Supermarkets bin egg products amid Europe contamination scare
The Food Standards Agency said it was 'very unlikely' that the eggs posed a risk to public health
Four supermarkets have taken products off their shelves in the wake of the egg contamination scare – as the Food Standards Agency says the scale of the problem is higher than previously thought.
Around 700,000 eggs from Dutch farms implicated in the Fipronil contamination scare have been distributed to Britain, rather than the 21,000 first estimated, the watchdog said.
In response, Sainsbury’s, Morrisons, Waitrose and Asda have withdrawn a total of 11 products – including sandwiches, sandwich fillers and salads – from sale.
The FSA said investigations into the incident suggested it was “very unlikely” that the eggs posed a risk to public health as it released a list of processed products withdrawn in the UK “to ensure that consumers are protected”.
The move came as Dutch investigators detained two men suspected of being involved in the illegal use of the pesticide at poultry farms.
Potentially contaminated eggs have cropped up in Luxembourg, Denmark and Romania, with the Veterinary Health Authority in Bucharest saying it discovered 1,000 kilograms of eggs before they reached supermarket shelves.
The FSA said all products withdrawn in the UK were processed foods in which egg was one ingredient among many others, mostly used in sandwich fillings or other chilled foods.
It said some of the products made from these eggs would have already been consumed, but some were still within the expiry date and were being withdrawn by the businesses involved.
Many of the eggs were mixed with others which had not come from affected farms so Fipronil residues would be highly diluted, it added.
FSA chairwoman Heather Hancock said: “I’m confident that acting quickly is the right thing to do.
“The number of eggs involved is small in proportion to the number of eggs we eat, and it is very unlikely that there is a risk to public health.
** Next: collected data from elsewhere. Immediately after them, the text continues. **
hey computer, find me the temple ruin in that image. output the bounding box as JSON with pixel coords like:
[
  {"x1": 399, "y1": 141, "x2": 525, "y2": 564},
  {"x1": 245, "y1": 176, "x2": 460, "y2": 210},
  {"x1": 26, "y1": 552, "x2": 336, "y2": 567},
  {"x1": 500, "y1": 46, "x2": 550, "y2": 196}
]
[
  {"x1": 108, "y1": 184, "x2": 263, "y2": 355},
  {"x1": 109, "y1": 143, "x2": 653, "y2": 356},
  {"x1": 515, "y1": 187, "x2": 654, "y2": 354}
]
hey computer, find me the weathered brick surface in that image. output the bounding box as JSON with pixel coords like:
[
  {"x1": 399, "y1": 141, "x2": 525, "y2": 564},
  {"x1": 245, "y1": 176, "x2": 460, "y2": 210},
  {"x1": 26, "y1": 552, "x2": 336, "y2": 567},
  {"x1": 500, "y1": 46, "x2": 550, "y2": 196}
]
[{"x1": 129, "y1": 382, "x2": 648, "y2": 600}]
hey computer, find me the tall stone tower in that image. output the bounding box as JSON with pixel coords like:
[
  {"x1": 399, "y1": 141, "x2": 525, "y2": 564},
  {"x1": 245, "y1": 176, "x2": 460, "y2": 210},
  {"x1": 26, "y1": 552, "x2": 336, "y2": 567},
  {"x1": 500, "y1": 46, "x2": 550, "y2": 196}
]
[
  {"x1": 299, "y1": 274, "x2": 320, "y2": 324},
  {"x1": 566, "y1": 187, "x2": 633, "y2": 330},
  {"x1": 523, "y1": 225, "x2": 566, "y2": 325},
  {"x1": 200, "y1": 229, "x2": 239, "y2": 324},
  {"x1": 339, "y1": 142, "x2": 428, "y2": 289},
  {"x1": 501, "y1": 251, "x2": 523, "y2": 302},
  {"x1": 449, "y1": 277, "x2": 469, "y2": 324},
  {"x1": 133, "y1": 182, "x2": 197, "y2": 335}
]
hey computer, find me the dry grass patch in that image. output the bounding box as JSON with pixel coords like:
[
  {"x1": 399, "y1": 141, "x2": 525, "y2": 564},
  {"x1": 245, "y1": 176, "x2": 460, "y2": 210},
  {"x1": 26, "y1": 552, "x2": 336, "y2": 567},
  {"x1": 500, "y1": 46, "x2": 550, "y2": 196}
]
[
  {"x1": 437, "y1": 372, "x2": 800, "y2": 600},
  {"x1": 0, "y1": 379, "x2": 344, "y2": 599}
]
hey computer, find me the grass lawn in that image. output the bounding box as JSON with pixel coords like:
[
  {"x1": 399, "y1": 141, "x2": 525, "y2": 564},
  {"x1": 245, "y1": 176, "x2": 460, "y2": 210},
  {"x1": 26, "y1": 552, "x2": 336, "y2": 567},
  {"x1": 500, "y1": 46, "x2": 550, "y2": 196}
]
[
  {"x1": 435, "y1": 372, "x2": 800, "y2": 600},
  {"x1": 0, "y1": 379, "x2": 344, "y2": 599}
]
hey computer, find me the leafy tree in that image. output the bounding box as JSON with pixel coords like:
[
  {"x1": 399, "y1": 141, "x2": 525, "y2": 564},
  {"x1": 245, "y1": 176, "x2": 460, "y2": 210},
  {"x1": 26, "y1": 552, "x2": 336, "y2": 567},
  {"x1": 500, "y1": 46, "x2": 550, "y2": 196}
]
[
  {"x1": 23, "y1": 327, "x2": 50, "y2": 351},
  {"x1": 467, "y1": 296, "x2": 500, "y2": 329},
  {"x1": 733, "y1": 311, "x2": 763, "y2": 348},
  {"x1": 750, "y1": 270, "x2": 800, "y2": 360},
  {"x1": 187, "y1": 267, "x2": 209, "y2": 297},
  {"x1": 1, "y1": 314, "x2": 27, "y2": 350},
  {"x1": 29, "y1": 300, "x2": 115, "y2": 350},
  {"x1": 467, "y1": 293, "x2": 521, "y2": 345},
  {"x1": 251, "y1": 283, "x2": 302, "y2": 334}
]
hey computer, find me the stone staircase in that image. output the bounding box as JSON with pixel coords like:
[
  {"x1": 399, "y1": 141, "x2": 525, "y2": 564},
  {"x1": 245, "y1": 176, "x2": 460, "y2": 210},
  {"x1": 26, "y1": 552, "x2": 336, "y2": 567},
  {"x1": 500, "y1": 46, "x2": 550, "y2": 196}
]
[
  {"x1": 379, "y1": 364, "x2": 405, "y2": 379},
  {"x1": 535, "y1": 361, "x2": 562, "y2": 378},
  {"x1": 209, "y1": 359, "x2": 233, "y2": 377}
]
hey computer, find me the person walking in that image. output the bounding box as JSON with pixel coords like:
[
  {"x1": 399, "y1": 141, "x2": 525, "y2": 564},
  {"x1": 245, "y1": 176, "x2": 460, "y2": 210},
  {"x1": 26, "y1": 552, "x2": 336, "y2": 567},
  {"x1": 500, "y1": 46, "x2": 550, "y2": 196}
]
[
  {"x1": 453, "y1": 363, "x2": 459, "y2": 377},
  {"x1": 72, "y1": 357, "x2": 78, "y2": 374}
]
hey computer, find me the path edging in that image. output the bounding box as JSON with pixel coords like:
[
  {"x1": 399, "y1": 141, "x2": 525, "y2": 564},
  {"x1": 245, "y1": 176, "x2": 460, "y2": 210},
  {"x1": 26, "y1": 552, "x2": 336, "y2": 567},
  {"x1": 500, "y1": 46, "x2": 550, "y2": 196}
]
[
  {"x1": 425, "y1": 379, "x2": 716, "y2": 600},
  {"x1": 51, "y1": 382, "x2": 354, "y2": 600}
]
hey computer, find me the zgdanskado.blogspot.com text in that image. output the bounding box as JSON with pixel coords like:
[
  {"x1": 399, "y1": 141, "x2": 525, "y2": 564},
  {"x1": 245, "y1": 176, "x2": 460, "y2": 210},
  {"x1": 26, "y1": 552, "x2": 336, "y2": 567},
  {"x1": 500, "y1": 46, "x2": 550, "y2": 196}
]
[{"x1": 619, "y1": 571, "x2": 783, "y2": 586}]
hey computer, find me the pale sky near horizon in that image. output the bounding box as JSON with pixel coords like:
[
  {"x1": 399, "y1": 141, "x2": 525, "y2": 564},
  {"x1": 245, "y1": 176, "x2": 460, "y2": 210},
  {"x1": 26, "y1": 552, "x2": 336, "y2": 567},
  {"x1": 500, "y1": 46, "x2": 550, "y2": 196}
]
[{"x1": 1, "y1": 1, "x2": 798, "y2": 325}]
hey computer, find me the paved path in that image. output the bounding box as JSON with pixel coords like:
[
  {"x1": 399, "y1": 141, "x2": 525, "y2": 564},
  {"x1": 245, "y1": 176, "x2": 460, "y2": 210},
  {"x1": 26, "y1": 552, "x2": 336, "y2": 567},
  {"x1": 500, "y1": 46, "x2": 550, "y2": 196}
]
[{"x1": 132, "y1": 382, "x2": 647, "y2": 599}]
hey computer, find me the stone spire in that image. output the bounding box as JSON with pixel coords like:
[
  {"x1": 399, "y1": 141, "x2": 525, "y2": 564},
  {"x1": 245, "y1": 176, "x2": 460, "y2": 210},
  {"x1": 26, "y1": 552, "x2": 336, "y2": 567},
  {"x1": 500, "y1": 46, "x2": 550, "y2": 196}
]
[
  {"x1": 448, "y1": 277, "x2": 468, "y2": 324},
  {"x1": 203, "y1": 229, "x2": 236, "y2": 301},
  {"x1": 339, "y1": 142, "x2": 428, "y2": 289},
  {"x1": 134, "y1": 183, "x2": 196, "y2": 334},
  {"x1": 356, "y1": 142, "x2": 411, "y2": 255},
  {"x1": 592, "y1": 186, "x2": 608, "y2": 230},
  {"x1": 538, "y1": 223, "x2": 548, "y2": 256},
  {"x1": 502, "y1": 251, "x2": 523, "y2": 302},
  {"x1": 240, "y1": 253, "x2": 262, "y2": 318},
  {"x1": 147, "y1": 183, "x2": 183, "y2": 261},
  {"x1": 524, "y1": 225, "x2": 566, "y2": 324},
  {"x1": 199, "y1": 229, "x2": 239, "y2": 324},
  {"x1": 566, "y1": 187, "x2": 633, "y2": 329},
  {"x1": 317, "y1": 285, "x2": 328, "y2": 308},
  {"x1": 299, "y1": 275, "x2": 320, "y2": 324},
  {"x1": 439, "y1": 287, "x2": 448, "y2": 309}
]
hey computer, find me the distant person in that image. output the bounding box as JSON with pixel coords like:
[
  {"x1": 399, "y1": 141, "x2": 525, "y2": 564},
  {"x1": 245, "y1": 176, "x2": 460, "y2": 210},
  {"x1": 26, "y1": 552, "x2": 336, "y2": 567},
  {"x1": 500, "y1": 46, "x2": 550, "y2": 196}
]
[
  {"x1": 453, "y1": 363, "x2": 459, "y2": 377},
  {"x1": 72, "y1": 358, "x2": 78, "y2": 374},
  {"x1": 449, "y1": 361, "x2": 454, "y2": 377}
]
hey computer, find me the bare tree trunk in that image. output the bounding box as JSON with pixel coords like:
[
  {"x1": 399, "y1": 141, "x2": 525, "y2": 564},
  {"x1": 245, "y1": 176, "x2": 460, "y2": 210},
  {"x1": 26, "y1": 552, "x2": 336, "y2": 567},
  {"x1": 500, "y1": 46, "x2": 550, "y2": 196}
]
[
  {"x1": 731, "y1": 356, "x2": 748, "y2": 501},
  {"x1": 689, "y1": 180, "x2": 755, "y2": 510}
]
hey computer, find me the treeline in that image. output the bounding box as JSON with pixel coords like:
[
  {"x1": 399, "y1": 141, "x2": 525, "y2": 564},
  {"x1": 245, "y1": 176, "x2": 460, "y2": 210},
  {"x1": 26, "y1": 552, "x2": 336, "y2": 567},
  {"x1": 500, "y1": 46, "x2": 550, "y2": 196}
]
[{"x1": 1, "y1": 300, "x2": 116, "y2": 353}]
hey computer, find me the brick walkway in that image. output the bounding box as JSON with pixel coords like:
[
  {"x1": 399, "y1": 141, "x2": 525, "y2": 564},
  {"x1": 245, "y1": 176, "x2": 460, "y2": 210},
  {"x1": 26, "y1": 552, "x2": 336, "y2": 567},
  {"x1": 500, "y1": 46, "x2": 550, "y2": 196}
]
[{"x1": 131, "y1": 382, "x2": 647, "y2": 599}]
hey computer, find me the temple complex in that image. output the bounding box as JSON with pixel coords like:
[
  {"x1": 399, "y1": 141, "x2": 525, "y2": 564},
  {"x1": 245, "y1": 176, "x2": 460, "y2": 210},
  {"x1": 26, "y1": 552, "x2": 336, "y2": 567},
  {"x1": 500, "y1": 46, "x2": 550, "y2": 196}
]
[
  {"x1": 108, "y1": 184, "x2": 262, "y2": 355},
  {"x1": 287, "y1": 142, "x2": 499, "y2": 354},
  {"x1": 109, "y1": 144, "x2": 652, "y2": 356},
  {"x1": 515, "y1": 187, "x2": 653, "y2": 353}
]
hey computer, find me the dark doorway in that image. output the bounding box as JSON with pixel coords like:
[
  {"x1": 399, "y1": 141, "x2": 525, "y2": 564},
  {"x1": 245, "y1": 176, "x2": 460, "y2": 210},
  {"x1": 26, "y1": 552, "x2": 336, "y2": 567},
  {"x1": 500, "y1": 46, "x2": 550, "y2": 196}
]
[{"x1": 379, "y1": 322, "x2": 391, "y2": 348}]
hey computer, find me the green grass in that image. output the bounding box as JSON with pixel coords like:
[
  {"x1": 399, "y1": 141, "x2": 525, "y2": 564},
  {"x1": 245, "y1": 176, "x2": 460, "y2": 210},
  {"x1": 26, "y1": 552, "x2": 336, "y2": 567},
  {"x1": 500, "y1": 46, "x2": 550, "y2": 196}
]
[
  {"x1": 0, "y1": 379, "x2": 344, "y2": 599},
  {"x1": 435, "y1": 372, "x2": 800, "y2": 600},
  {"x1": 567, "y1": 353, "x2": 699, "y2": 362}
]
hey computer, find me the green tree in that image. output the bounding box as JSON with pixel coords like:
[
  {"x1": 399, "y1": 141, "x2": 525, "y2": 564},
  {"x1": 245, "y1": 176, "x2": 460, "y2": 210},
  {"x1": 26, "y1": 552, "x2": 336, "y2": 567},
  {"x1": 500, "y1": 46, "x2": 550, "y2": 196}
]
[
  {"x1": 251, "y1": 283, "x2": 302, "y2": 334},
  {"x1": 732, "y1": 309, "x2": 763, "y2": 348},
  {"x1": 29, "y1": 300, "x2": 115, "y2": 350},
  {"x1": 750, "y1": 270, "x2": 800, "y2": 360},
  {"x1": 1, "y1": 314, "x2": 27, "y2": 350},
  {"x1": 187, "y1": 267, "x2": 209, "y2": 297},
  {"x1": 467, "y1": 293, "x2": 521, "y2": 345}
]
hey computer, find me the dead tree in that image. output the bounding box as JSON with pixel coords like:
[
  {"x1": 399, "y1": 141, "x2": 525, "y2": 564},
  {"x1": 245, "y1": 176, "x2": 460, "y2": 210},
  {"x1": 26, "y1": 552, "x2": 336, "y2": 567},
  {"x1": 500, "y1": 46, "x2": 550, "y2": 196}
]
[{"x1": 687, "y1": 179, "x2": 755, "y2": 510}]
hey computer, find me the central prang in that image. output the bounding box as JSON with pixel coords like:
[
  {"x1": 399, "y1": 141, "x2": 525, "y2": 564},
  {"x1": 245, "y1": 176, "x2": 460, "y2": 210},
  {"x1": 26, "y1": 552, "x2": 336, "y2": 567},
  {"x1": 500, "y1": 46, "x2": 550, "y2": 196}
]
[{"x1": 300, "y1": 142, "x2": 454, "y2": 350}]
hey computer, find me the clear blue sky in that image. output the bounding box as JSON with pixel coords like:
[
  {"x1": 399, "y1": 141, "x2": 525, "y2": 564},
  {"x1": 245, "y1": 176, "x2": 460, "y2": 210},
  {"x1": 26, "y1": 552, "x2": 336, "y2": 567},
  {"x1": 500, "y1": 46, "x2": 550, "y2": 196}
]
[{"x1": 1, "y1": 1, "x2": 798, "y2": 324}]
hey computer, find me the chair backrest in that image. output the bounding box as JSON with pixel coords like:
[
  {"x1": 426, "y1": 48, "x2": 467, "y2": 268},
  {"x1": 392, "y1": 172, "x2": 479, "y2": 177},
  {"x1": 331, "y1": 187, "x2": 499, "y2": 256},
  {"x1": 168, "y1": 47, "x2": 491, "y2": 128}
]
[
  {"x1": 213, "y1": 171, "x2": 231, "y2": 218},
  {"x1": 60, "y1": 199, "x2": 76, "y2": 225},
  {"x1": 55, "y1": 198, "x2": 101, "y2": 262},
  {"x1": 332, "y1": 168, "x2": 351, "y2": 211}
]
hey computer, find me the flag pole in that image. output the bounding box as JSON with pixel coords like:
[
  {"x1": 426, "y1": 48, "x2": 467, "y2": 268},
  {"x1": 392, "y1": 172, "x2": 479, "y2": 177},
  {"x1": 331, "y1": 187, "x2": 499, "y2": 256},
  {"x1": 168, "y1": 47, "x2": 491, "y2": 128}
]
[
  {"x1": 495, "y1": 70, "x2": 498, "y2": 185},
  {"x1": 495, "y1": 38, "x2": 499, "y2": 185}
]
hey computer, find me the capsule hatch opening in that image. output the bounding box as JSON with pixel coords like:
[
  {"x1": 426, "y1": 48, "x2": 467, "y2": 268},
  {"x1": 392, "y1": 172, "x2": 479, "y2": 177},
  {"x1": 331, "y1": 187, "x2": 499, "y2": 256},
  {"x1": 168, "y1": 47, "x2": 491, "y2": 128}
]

“Based on the available evidence there is no need for people to change the way they consume or cook eggs. However, Fipronil is not legally allowed for use near food-producing animals and it shouldn’t be there.”
T he FSA said it had no evidence that eggs laid in the UK were contaminated or that Fipronil had been used inappropriately here, and testing results to date for England and Wales showed no exposure to the pesticide.
British egg processors have criticised the buying policies of the UK’s major supermarkets after the FSA released the list of withdrawn products.
British Lion Egg Processors chairman Ian Jones said: “The major retailers are operating to double standards when it comes to eggs. All of them stock British Lion shell eggs but they use imported eggs in many of their other foods containing eggs.
“This is just the latest of a number of food safety issues connected to eggs produced outside of the UK in recent years. Consumers clearly want retailers and food manufacturers to use good-quality British ingredients that are produced to high standards of food safety, but in some prepared foods this is not the case.”
Aldi and Lidl stores in Germany, along with Dutch supermarkets, have already taken millions of eggs off their shelves.
Aldi said it was “purely precautionary” and added that those sold in its UK outlets are produced in Britain.
The scare started in the Netherlands and Belgium and it is thought that disinfectant used in products on chicken farms is at fault.
Belgian authorities admitted that a farm alerted them to possible contamination in June – several weeks before the scare became public knowledge – but they thought it was an isolated case.
Britain produces 85% of the eggs it consumes but imports almost two billion annually.